Kaloula aureata
- Conservation status: Data Deficient (IUCN 3.1)

Scientific classification
- Kingdom: Animalia
- Phylum: Chordata
- Class: Amphibia
- Order: Anura
- Family: Microhylidae
- Genus: Kaloula
- Species: K. aureata
- Binomial name: Kaloula aureata Nutphand, 1989

= Kaloula aureata =

- Authority: Nutphand, 1989
- Conservation status: DD

Species of amphibian

Kaloula aureata, also known as the golden burrowing frog or golden bullfrog, is a species of frogs in the family Microhylidae. It is endemic to southern Thailand with records from the Surat Thani and Nakhon Si Thammarat provinces. The validity of this poorly known species has been questioned, and Ohler (2003) tentatively considered it synonym of Kaloula pulchra macrocephala. However, following Pauwels and Chérot (2006), it is now recognized as a valid species.

==Description==
The lectotype is a male measuring 60 mm in snout–vent length. The fingers are slender. The toe tips may be broadened into small disc-shaped pads. Dorsal skin is finely granulated. The body has brown ground colour with irregular yellow marks that give a golden aspect to the whole body – hence the specific name aureata. The belly is white.

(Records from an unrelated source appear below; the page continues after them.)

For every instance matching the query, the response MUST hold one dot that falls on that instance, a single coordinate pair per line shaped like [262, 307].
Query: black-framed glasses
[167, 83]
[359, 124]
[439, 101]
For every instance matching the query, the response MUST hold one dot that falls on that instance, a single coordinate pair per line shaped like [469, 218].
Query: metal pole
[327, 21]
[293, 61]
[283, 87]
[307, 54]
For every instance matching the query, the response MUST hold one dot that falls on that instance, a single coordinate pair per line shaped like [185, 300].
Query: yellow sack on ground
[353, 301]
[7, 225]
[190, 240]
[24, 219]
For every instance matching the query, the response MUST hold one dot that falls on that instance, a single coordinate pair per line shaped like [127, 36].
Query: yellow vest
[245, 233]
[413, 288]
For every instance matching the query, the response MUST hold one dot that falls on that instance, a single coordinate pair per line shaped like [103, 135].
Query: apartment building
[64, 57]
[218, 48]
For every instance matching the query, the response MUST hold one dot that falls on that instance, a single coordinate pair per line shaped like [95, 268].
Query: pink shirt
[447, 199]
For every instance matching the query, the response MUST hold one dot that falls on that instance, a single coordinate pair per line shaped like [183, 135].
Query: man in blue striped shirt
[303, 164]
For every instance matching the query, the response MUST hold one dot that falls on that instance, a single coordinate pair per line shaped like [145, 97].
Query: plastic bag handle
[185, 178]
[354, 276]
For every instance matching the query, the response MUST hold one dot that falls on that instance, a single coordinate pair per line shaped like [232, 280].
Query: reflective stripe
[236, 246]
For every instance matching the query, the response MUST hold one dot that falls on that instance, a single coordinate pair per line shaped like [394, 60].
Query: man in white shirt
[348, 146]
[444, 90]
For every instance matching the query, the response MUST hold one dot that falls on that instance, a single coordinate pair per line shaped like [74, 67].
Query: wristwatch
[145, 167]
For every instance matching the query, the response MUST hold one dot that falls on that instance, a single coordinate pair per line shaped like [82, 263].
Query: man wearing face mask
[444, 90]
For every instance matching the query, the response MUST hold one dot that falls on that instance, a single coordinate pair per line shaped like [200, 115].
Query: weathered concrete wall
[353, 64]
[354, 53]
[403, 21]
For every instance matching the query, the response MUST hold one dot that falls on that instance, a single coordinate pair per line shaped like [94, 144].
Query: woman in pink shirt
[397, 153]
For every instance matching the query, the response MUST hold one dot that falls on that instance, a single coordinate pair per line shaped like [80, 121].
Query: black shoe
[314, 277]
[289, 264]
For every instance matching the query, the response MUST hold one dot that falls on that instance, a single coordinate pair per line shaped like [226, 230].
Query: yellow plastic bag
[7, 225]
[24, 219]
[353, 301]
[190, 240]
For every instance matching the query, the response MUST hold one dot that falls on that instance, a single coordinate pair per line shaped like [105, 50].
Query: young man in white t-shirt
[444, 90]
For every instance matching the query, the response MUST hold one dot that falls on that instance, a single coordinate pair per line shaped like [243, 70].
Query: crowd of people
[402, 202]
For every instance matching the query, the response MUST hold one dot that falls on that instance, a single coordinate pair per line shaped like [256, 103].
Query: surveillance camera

==Habitat and conservation==
There is little ecological information on this species. It appeared to be rare at the time of collection of the type series in the 1970s. It comes from a region dominated by semi-evergreen rainforest. Reproduction is assumed to take place in seasonal pools. Habitat loss (deforestation) is occurring in the region and is a possible threat to this species.